Ian Brown is Emeritus Professor in Drama, Kingston University, Honorary Senior Research Fellow in Scottish Literature, Glasgow University, and a playwright and poet. His 2013 book Scottish Theatre: Diversity, Language, Continuity, was called ‘transformational’. Performing Scottishness: Enactment and National Identities (Palgrave Macmillan, 2020) explores a variety of ways in which, over the centuries, conceptions of Scottishness (alongside Englishness and Britishness) has been performed and modified.

 

Sir Thomas Martin Devine Kt OBE FRHistS FRSE FBA is a historian and author recognised for his work on Scottish history and the global diaspora of the Scottish people.

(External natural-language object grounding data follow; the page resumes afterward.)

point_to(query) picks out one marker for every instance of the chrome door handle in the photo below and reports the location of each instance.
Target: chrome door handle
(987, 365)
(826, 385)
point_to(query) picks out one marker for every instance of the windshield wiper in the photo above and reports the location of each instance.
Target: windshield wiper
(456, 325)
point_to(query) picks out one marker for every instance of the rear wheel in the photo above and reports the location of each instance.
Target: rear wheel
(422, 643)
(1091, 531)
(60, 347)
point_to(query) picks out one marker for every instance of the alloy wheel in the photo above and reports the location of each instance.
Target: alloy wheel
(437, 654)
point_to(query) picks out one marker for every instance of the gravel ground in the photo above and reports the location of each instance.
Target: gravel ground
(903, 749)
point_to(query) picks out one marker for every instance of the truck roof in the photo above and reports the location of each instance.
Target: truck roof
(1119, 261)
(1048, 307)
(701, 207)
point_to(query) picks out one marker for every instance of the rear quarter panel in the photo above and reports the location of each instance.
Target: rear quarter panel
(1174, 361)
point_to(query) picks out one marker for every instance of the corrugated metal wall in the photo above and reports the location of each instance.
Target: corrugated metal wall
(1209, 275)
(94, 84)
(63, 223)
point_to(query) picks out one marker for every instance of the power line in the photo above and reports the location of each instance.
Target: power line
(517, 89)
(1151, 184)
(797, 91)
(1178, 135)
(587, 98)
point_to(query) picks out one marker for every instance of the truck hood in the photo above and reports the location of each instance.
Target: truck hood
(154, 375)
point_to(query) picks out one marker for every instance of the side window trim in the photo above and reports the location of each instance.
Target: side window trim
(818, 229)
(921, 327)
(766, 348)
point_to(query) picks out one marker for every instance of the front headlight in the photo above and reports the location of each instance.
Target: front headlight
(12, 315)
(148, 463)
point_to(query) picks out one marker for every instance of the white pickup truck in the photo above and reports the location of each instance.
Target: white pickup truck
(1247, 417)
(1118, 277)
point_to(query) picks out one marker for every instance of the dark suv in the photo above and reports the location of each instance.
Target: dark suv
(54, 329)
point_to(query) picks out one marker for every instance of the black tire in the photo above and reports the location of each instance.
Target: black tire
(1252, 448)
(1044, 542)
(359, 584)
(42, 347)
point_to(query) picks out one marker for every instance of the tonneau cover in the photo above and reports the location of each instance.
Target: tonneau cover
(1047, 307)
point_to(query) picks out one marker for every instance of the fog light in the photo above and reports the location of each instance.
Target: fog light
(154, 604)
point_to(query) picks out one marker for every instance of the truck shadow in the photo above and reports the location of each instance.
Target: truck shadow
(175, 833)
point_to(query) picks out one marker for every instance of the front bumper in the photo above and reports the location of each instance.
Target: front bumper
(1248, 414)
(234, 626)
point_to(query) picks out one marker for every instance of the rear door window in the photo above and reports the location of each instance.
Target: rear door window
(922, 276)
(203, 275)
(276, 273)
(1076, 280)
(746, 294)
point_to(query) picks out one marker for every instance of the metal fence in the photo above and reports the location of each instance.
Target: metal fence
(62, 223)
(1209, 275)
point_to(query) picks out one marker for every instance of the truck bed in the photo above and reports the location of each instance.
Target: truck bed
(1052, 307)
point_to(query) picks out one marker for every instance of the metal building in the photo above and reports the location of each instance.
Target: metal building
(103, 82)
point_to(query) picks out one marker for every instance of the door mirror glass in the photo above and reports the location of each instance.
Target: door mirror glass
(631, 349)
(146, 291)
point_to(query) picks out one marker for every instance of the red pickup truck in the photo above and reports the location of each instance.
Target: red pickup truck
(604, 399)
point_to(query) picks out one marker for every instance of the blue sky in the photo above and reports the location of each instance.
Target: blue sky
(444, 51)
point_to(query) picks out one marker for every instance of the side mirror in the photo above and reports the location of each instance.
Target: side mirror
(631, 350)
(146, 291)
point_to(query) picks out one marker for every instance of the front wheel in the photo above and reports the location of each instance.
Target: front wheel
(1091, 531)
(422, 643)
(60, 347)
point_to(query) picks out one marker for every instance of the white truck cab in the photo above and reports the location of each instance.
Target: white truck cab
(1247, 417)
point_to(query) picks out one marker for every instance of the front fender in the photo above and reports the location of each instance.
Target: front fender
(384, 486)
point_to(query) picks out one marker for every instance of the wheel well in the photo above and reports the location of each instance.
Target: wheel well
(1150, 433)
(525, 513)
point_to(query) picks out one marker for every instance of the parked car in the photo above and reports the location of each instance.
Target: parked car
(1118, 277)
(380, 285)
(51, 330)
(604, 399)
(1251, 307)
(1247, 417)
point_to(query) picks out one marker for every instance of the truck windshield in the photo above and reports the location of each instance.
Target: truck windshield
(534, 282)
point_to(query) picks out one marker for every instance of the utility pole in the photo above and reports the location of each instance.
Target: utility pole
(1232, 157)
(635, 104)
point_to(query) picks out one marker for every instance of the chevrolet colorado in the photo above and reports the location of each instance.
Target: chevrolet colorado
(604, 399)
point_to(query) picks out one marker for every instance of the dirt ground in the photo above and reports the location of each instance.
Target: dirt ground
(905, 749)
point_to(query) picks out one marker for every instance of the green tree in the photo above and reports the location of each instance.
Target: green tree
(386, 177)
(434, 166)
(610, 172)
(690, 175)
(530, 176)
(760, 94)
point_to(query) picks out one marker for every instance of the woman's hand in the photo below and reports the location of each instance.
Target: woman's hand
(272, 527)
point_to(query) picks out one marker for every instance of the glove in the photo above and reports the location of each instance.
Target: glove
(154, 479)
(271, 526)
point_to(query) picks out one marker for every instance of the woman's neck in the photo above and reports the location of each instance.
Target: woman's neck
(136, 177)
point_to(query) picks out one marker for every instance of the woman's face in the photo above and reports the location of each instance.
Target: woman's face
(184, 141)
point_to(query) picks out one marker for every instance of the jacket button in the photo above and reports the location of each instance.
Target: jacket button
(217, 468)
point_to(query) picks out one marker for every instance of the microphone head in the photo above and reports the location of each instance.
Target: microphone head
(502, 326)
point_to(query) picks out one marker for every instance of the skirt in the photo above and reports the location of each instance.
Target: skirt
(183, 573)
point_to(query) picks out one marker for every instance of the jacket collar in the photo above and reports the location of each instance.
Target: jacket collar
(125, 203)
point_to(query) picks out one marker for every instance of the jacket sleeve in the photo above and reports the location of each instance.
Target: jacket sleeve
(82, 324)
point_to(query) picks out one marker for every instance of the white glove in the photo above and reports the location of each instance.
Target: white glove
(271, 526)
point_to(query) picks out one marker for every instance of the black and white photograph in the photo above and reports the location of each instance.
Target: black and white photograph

He was described in the Financial Times, 2021, as the most distinguished historian of Scottish birth since Thomas Carlyle (1795-1881), known as "the voice of the age." Devine has a high national and international media profile, and has won all three national prizes for research and writing on Scottish history.

 

Dominic Grieve QC PC is a British barrister and former politician who served as Shadow Home Secretary from 2008 to 2009 and Attorney General for England and Wales from 2010 to 2014. He served as the Member of Parliament (MP) for Beaconsfield from 1997 to 2019 and was the Chair of the Intelligence and Security Committee from 2015 to 2019.

A liberal conservative, Grieve was a central figure on Brexit and frequently used his experience as a lawyer to propose amendments on the issue, with his interventions often being at odds with government policy. A prominent Remain supporter on Brexit, Grieve called for a second referendum on EU membership.